Seit zehn Jahren nicht mehr an der Spitze

Der erste Sieger war kein anderer als Ferran Adrià. Ihm folgte 2003 und 2004 der Amerikaner Thomas Keller, Chef von "The French Laundry" in Kalifornien und 2005 der Brite Heston Blumenthal vom "Fat Duck" bei London. Seit 2010 ist die Trophäe nun fest in der Hand des Dänen René Rédzepi vom "Noma" in Kopenhagen.

Kurzum: In den vergangenen zehn Jahren wurde kein französisches Restaurant zum weltbesten ernannt und bei der letzten Preisvergabe im April 2012 befand sich der bestplatzierte Franzose mit Joël Robuchon aus Paris auf Rang zwölf. Was in Frankreich nichts anderes bedeutet, als die Liste der 50 weltbesten Restaurants gar nicht erst anzuerkennen. Der Starkoch Pierre Gagnaire zum Beispiel protestierte, indem er die Vielfältigkeit der französischen Küche betonte; und Jean Bardet bemängelte "diese geschmacklose Beleidigung" in der französischen Tageszeitung Le Monde.

Aber der raue Ton war nun einmal vorgegeben, vor allem in der angelsächsischen Presse.

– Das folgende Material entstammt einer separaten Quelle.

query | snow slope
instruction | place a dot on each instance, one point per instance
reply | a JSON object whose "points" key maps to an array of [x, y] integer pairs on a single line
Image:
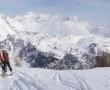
{"points": [[41, 79]]}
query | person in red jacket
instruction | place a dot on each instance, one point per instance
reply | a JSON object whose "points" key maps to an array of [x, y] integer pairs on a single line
{"points": [[5, 59]]}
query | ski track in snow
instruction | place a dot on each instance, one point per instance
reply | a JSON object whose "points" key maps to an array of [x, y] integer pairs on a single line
{"points": [[82, 84], [22, 81]]}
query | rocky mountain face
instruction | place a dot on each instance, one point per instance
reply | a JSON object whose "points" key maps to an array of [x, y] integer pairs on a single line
{"points": [[53, 42]]}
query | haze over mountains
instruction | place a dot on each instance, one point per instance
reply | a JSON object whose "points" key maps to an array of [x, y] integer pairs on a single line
{"points": [[52, 36]]}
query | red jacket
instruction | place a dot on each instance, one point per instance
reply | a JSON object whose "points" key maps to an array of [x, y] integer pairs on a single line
{"points": [[5, 57]]}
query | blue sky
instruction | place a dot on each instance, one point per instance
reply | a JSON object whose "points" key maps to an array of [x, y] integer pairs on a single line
{"points": [[97, 11]]}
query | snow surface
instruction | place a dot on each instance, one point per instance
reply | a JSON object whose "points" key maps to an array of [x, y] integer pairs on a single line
{"points": [[42, 79], [56, 34]]}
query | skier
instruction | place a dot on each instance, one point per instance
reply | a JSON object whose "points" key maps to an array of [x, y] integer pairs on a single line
{"points": [[5, 59], [2, 64]]}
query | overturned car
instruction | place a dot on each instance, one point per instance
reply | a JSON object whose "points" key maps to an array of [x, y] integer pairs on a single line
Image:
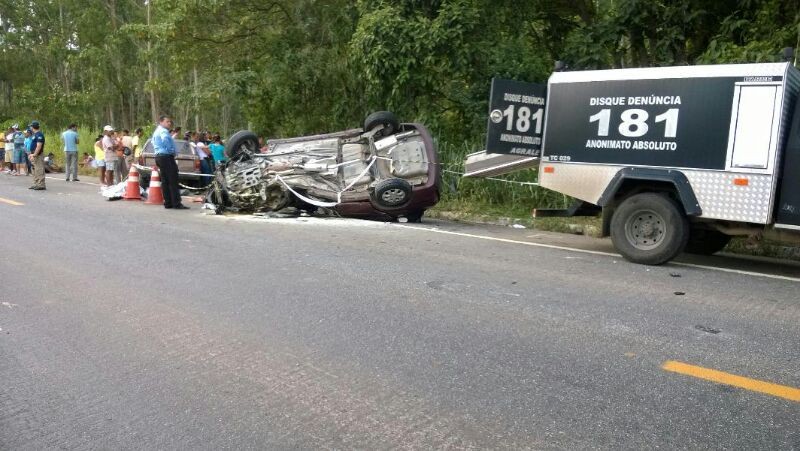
{"points": [[386, 170]]}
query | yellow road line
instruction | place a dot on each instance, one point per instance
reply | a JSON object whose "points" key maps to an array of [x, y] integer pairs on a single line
{"points": [[781, 391], [11, 202]]}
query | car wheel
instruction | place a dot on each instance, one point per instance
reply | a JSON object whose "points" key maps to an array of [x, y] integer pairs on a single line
{"points": [[705, 241], [386, 119], [391, 193], [649, 228], [242, 145]]}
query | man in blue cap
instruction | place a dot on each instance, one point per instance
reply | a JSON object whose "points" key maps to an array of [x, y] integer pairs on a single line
{"points": [[164, 148], [37, 157]]}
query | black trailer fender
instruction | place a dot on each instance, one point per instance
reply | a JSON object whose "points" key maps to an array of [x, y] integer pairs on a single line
{"points": [[640, 176]]}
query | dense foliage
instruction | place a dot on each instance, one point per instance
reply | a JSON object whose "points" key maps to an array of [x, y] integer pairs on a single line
{"points": [[287, 67]]}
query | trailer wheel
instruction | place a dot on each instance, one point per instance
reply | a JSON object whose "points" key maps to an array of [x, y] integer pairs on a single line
{"points": [[706, 242], [649, 228], [387, 119]]}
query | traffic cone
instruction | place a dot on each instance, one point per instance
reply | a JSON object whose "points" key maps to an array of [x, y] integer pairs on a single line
{"points": [[154, 194], [132, 187]]}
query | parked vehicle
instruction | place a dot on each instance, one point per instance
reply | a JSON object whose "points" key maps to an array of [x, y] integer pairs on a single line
{"points": [[188, 163], [385, 170], [674, 158]]}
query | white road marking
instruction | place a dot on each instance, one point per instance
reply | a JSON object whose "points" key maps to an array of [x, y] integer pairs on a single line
{"points": [[308, 221], [607, 254]]}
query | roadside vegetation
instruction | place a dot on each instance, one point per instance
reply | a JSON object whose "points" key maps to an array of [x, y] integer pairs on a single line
{"points": [[294, 67]]}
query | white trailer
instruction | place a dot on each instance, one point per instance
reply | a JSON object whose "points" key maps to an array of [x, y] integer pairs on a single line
{"points": [[674, 158]]}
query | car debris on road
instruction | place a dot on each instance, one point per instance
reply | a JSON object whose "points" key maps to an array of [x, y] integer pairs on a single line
{"points": [[385, 170]]}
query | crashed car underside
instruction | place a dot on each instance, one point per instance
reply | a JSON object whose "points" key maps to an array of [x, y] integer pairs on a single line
{"points": [[385, 170]]}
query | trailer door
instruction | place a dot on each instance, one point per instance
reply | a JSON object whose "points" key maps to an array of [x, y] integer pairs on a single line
{"points": [[755, 127], [788, 204]]}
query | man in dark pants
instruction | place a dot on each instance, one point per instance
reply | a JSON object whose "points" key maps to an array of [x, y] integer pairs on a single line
{"points": [[37, 157], [164, 148]]}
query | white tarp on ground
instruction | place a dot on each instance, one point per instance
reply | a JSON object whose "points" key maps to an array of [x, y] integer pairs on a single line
{"points": [[115, 192]]}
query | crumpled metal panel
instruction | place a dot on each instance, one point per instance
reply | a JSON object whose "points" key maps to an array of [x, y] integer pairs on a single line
{"points": [[409, 159], [720, 198]]}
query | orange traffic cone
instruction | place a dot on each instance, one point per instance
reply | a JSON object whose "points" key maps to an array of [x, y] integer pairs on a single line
{"points": [[132, 187], [154, 194]]}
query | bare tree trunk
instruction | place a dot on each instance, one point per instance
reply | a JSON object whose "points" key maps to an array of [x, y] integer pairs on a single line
{"points": [[196, 104]]}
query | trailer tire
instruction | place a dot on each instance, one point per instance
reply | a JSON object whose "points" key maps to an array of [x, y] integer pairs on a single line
{"points": [[649, 228], [706, 242]]}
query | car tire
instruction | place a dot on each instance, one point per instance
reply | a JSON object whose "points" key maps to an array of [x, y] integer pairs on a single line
{"points": [[243, 144], [705, 241], [386, 119], [649, 228], [391, 193]]}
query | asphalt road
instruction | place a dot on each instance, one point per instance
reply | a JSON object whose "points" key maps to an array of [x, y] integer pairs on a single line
{"points": [[127, 326]]}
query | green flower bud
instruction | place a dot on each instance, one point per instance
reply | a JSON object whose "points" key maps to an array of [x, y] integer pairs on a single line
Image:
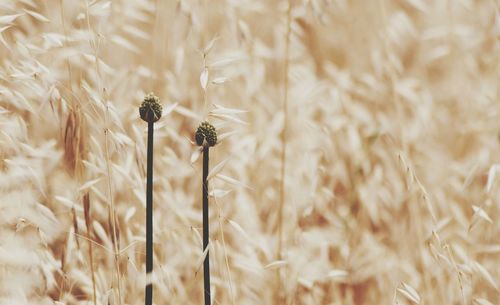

Der Irakkrieg begann ohne die Franzosen. Die "French fries" wurden in der Kongresscafeteria in Washington somit wieder zu den "Freedom fries" umgetauft. Und einige riefen sogar zum Boykott von Bordeaux-Weinen auf. Das Klima war also günstig für ein "French bashing" und die Gastronomie war ein Thema zur Debatte, zumal die Vorwürfe nicht alle unbegründet waren.